AWS S3 storage and schema

3.7k views Asked by At

I have an IOT sensor which sends the following message to IoT MQTT Core topic:

{"ID1":10001,"ID2":1001,"ID3":101,"ValueMax":123}

I have added ACT/RULE which stores the incoming message in an S3 Bucket with the timestamp as a key(each message is stored as a seperate file/row in the bucket).

I have only worked with SQL databases before, so having them stored like this is new to me.

1) Is this the proper way to work with S3 storage?

2) How can I visualize the values in a schema instead of separate files?

3) I am trying to create ML Datasource from the S3 Bucket, but get the error below when Amazon ML tries to create schema:

"Amazon ML can't retrieve the schema. If you've just created this datasource, wait a moment and try again."

Appreciate all advice there is!

1

There are 1 answers

0
Dave On

1) Is this the proper way to work with S3 storage?

With only one sensor, using the [timestamp](https://docs.aws.amazon.com/iot/latest/developerguide/iot-sql-functions.html#iot-function-timestamp function in your IoT rule would be a way to name unique objects in S3, but there are issues that might come up.

  1. With more than one sensor, you might have multiple messages arrive at the same timestamp and this would not generate unique object names in S3.

  2. Timestamps from nearly the same time are going to have similar prefixes and designing your S3 keys this way may not give you the best performance at higher message rates.

Since you're using MQTT, you could use the traceId function instead of the timestamp to avoid these two issues if they come up.

2) How can I visualize the values in a schema instead of separate files?

3) I am trying to create ML Datasource from the S3 Bucket, but get the error below when Amazon ML tries to create schema:

For the third question, I think you could be running into a data format problem in ML because your S3 objects contain the JSON data from your messages and not a CSV.

For the second question, I think you're trying to combine message data from successive messages into a CSV, or at least output the message data as a single line of a CSV file. I don't think this is possible with just the Iot SQL language since it's intended to produce JSON.

One alternative is to configure your IoT SQL rule with a Lambda action and use a lambda function to make your JSON to CSV conversion and then write the CSV to your S3 bucket. If you go this direction, you may have to enrich your IoT message data with the timestamp (or traceId) as you call the lambda.

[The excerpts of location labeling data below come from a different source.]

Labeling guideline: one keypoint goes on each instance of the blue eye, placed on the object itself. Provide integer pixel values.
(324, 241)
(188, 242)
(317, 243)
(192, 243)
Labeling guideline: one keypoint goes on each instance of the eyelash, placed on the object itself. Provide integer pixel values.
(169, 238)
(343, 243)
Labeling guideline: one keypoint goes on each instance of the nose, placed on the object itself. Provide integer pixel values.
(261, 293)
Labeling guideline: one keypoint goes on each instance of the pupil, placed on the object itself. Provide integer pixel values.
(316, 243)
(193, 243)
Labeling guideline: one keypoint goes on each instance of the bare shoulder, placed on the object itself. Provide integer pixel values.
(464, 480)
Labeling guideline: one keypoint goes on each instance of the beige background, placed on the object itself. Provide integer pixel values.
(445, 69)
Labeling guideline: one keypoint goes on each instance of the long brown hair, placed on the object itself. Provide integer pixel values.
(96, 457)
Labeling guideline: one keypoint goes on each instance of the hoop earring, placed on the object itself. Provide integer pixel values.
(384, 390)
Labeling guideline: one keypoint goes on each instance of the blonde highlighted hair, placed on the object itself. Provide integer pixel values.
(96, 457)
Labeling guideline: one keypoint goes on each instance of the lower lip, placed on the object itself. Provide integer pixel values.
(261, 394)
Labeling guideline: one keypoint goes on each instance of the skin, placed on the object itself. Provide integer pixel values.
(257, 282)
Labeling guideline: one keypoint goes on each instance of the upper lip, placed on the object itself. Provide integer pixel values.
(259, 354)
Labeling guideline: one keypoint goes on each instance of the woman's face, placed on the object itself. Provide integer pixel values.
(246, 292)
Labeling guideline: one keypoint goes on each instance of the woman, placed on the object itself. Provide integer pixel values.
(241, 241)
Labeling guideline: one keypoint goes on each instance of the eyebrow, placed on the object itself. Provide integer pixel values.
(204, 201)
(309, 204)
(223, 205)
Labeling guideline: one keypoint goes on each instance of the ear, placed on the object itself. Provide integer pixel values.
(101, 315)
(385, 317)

A rule like select timestamp() as timestamp, traceid() as traceid, concat(ID1, ID2, ID3, ValueMax) as values, * as message would produce a JSON like

{"timestamp":1538606018066,"traceid":"abab6381-c369-4a08-931d-c08267d12947","values":[10001,1001,101,123],"message":{"ID1":10001,"ID2":1001,"ID3":101,"ValueMax":123}}

That would be straightforward to use as the source for a CSV row with the data from its values property.